Faccio appena a vederla in viso, che subito scompare, e cala davanti a me la carta.
La tredicesima.
Il sorriso della fanciulla dalle labbra di viola aleggia ancora nella stanza, la illumina di una strana clorescenza, mentre sfioro con le dita l'arcano che il fato ci ha destinato.
La ragazza è scomparsa, forse non c'è neppure mai stata, ma so che ormai si è impressa a fuoco nella mia testa, insieme a quella carta, e non voglio che venga cancellata.
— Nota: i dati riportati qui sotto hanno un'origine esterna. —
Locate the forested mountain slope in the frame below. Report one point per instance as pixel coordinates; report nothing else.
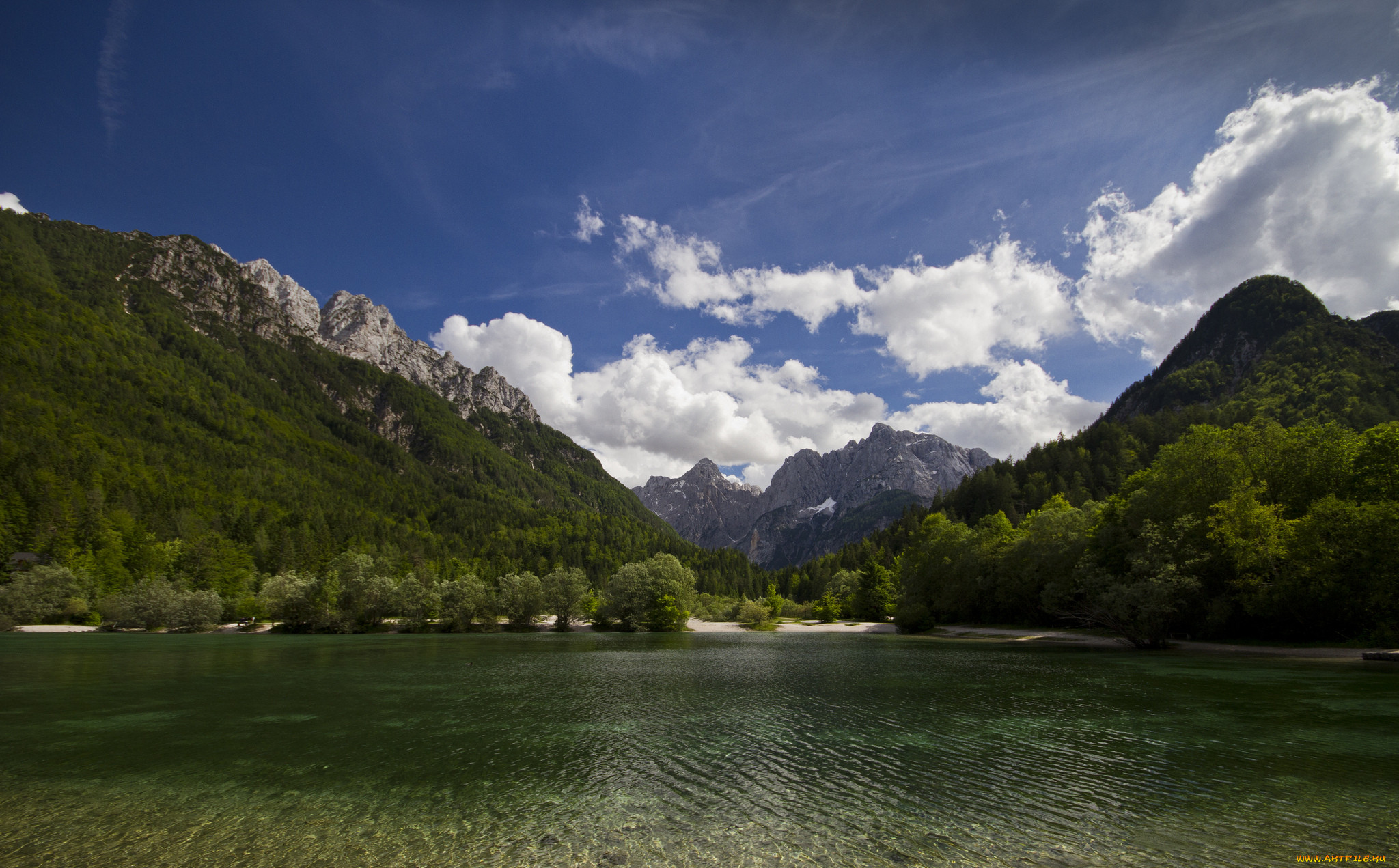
(1266, 351)
(146, 430)
(1268, 348)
La lascio scivolare nella tasca interna della giacca, e faccio per andarmene.
L'uomo davanti a me annuisce placido, e con un ampio gesto della mano mi indica un'uscita, invisibile, una tra le tante pieghe della tenda di velluto che ci circonda. 
Procedo a caso, nella direzione che la sua mano ha indicato, e l'incenso dalle narici mi riempie la testa, schiacciando con le sue volute e soffocando ogni pensiero. 
Ha lasciato che prendessi l'arcano. Perché quello era veramente mio.
Il mio.
La Morte.
E lei è quella carta.
Segno di trauma, rinascita, e liberazione.